Prove that $x=0.1234567891011\cdots$ is irrational

Question

Prove that $x=0.1234567891011\cdots$ is irrational

Proof: We argue by contradiction. Suppose $x$ is rational, then its decimal expansion ultimately periodic. Let $p$ denote the period of this expansion. Now consider a block $B=000 \cdots0$ $ p$ times since any integer of the form $10^k$ with $ k \geq p$ contains $p$ consecutive $0$'s . this block must accure infinitely often in the decimal expansion of $x$ by our assumption that this expansion is ultimately periodic with period $p$ , this implies that $B$ must be the repeating period block. Which means that the sequence consists of all $0$'s from some point onwards. but this clearly contradicts the construction of the sequence.

This proof is correct? If it is not, what's the issue.

Answer 1

The statement "this implies $B$ must be the repeating block" bothers me a bit.

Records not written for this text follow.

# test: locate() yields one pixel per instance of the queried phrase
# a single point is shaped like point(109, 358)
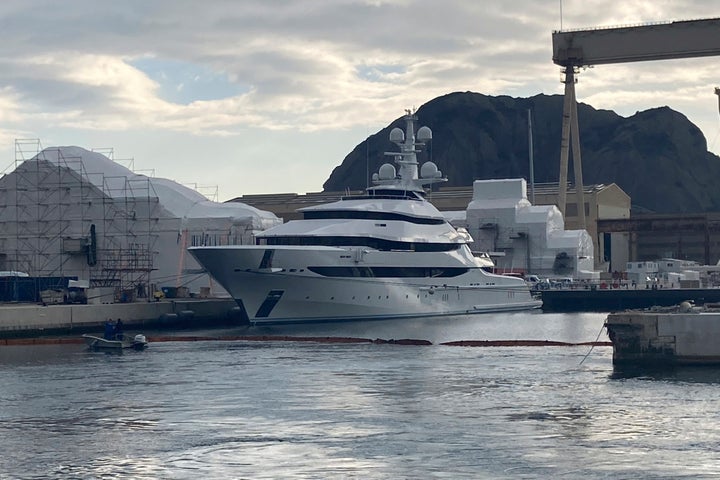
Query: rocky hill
point(656, 156)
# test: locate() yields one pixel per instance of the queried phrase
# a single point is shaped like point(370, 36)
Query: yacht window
point(375, 243)
point(405, 272)
point(364, 215)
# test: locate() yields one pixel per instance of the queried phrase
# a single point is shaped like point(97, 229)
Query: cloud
point(222, 68)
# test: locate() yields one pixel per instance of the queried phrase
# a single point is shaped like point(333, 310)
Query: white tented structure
point(70, 212)
point(526, 238)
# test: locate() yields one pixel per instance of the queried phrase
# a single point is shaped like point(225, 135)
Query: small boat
point(119, 342)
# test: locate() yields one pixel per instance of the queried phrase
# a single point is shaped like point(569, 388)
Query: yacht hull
point(283, 288)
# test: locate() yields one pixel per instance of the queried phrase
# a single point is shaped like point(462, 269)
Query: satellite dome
point(386, 172)
point(397, 135)
point(424, 134)
point(429, 170)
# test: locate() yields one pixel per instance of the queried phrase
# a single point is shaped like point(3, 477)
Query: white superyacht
point(386, 254)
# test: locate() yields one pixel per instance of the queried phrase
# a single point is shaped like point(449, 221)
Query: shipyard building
point(67, 213)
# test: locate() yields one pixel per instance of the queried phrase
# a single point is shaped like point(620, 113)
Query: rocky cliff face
point(657, 156)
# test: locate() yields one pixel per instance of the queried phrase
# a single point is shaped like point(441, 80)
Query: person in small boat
point(118, 330)
point(109, 330)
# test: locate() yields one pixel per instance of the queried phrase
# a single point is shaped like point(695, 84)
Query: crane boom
point(656, 41)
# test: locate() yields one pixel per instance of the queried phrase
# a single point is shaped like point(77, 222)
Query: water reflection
point(668, 373)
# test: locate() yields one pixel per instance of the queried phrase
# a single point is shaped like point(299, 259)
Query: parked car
point(566, 282)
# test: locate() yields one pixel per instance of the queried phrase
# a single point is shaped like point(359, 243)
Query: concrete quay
point(684, 335)
point(32, 320)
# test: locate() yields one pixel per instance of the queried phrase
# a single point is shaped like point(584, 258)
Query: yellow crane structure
point(574, 49)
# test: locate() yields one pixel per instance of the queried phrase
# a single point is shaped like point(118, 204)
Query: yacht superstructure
point(386, 254)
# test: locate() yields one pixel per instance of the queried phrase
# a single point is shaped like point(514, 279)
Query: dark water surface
point(284, 410)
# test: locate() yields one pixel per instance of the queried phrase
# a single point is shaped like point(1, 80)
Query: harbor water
point(313, 410)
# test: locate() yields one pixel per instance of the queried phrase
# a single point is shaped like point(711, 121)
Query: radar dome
point(424, 134)
point(386, 172)
point(429, 170)
point(397, 135)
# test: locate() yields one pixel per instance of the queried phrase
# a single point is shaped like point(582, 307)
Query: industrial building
point(70, 213)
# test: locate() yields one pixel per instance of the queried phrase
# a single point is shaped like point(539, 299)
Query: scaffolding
point(59, 220)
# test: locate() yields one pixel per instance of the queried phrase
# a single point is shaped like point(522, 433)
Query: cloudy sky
point(268, 96)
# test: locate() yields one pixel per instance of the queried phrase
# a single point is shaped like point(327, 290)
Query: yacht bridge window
point(374, 243)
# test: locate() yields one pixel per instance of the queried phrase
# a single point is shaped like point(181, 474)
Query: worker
point(109, 329)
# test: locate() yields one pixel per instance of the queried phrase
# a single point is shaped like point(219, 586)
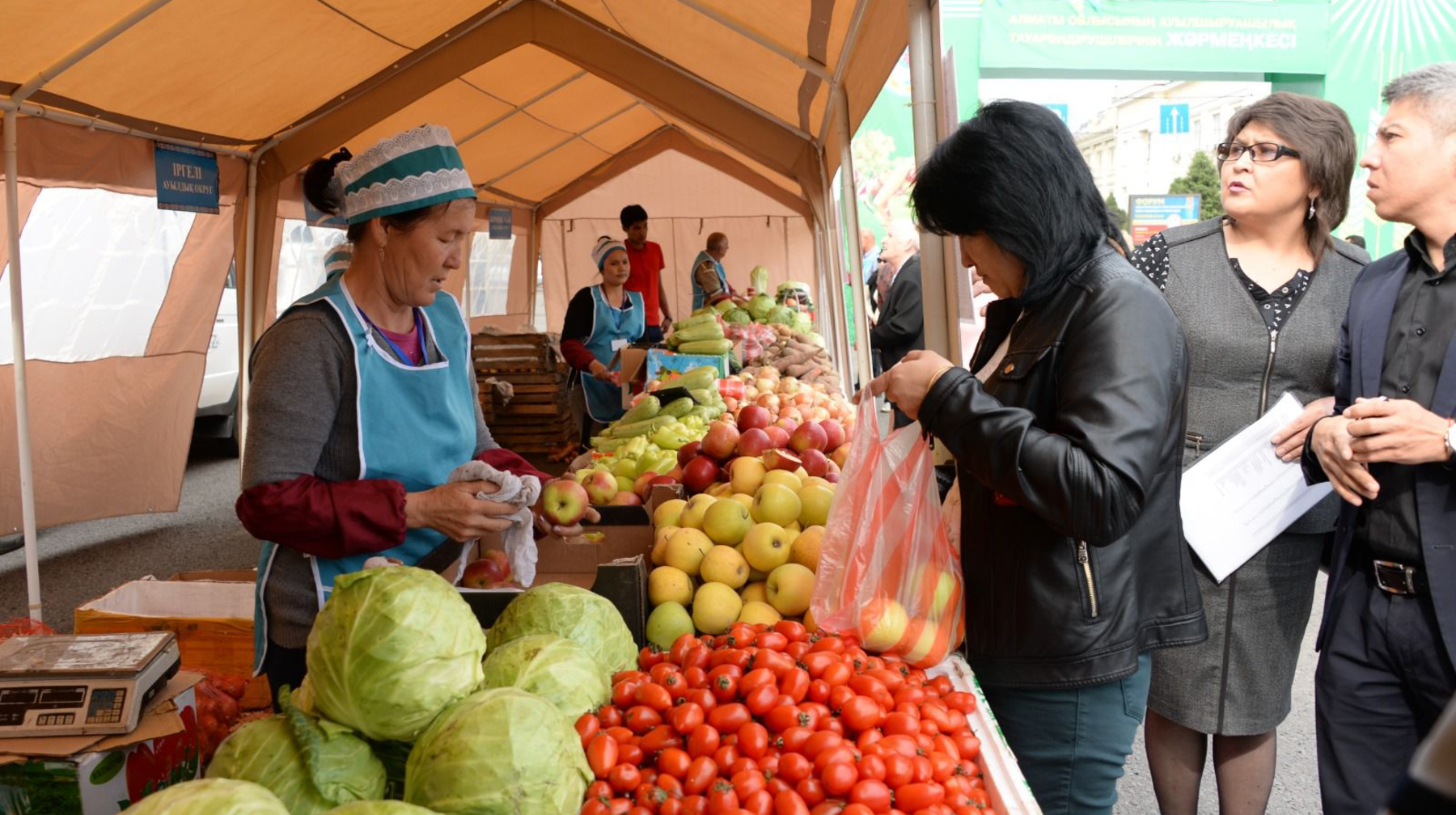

Surely $C = 111 \cdots 1$ $p$ times also occurs infinitely often, as does every other string of length $p$.

Answer 2

Assume the period is $P=1234567891011$, then somewhere in the decimals you are sure to find $P$ followed by $P+1$, i.e. $1234567891011123456789101\color{red}2$, by the definition of the Champernowne constant. This contradicts periodicity.